B. Consumer Protection Act
“To prevail in a private CPA claim, the plaintiff must prove (1) an unfair or deceptive act or practice, (2) occurring in trade or commerce, (3) affecting the public interest, (4) injury to a person's business or property, and (5) causation.” Panag v. Farmers Ins. Co. of Wash., 204 P.3d 885, 889 (Wash. 2009) (citation omitted). “Whether a particular act or practice is ‘unfair or deceptive' is a question of law.” id. at 894 (citation omitted). To demonstrate an act was “unfair or deceptive” under Washington's CPA, a plaintiff must show that the act “had the capacity to deceive a substantial portion of the public.” Id.
In response to the instant Motion, Ms. King argues that PennyMac contacted her about modifying her loan and promissory obligation. ECF No. 7 at 4. She characterizes this interaction as “inducement to enter into a loan modification.” Id. at 4-5. This “inducement” allegation does not appear in her Complaint. All that the Complaint alleges about the loan modification is that, “[o]n or about May 20, 2022, [Ms. King] modified her home loan with [PennyMac] and entered into a Loan Modification Agreement for her Property.” ECF No. 1 at 7 ¶ 2.3. Further on, she repeats the legal assertion that PennyMac's failure to report payments pursuant to the 2022 Loan Modification was improper, adding the further legal assertion that these actions were “deceptive and harm the public.” id. at 8 ¶ 3.2.

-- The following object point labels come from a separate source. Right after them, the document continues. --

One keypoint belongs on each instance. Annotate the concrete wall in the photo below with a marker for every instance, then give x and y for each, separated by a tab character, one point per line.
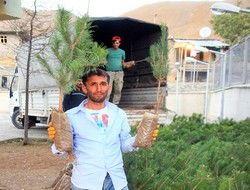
236	103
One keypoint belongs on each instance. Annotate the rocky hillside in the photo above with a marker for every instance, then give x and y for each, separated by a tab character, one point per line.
183	18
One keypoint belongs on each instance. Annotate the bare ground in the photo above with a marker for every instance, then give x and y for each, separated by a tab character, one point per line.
29	167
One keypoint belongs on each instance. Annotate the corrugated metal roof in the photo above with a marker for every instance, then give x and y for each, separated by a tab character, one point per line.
205	43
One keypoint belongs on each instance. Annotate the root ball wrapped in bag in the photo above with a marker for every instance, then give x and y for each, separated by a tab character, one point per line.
63	138
146	129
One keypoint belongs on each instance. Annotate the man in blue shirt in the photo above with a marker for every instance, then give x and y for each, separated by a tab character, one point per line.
100	134
115	63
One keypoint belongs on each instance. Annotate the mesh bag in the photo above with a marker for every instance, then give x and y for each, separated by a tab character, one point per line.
145	130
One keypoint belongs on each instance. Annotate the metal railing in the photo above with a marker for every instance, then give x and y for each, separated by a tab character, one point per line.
233	68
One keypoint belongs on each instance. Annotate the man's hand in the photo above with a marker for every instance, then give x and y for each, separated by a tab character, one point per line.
51	131
155	133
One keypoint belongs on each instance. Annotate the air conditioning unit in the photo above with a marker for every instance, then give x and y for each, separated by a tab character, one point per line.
10	9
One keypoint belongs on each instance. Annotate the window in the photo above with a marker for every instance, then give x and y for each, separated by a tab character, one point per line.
3	39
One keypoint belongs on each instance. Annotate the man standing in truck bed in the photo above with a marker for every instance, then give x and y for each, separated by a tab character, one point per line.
115	63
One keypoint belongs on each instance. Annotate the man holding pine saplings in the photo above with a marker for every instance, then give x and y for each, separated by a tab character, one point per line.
100	133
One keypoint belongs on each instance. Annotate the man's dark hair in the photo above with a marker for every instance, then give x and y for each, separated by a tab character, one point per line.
94	72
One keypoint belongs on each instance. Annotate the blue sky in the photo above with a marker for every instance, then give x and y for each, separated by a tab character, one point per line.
96	8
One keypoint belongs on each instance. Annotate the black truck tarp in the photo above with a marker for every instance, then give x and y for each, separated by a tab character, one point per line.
137	36
140	85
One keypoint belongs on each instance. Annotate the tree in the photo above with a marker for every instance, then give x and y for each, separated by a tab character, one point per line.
74	51
232	27
31	25
158	58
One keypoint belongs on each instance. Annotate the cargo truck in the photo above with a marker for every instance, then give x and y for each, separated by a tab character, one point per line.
139	84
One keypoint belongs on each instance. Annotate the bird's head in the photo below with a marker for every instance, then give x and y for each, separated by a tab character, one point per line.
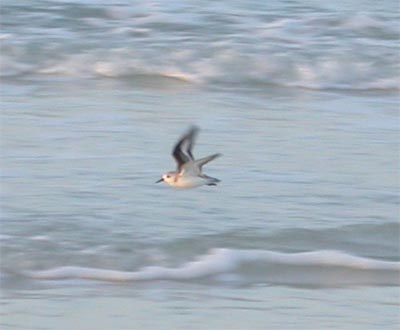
167	178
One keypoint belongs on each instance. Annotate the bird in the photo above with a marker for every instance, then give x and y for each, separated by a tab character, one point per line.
189	170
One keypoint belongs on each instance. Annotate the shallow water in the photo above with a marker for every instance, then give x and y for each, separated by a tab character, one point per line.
300	98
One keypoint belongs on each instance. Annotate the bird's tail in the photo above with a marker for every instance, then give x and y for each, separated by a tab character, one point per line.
202	161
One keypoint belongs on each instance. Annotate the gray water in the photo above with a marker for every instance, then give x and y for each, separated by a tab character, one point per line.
301	98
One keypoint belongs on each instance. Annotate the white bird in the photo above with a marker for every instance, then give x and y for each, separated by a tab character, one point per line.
189	171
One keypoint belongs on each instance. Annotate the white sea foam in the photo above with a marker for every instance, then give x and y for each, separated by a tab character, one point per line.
329	268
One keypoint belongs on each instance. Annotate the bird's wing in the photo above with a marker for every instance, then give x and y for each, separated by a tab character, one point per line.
182	151
202	161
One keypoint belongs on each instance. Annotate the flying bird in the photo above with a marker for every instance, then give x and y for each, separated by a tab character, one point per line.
189	170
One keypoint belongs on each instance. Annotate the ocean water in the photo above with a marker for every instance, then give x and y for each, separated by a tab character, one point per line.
300	97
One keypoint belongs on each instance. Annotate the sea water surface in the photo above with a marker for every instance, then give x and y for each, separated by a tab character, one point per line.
300	97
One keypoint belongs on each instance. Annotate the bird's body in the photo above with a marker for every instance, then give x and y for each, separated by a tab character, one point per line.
189	171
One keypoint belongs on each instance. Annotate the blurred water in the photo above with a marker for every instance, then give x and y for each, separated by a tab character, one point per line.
301	98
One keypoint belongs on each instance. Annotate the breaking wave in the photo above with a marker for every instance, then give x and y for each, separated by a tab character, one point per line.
245	267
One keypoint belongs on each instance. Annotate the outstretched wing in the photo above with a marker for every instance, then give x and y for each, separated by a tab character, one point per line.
182	151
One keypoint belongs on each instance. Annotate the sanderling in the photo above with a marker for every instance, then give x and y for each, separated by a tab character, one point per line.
189	171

There is no allegation in the Complaint that PennyMac misrepresented the terms of the 2022 Loan Modification, represented to Ms. King that it would report her payments to CRAs then failed to do so, or otherwise acted in a manner that would deceive a substantial portion of the public. Panag, 204 P.3d at 894. The Complaint lacks sufficient factual matter to support a reasonable inference that PennyMac's actions were unfair or deceptive. See Iqbal, 556 U.S. at 678.
Ms. King has failed to state a claim upon which relief can be granted pursuant to Washington's CPA.
CONCLUSION
Ms. King has failed to allege sufficient factual matter which, accepted as true, would support each of the requisite elements of her FCRA and Washington CPA claims. For the reasons stated herein, PennyMac's Motion to Dismiss is granted.
Accordingly, IT IS HEREBY ORDERED:
1. Defendant PennyMac Loan Services, LLC's Motion to Dismiss Complaint Pursuant to FRCP 12(b)(6), ECF No. 4, is GRANTED.
2. Plaintiff Elaine King's Complaint, ECF No. 1, is DISMISSED without prejudice.
IT IS SO ORDERED. The District Court Executive is directed to file this order, enter judgment of dismissal without prejudice, provide copies to counsel, and CLOSE the file.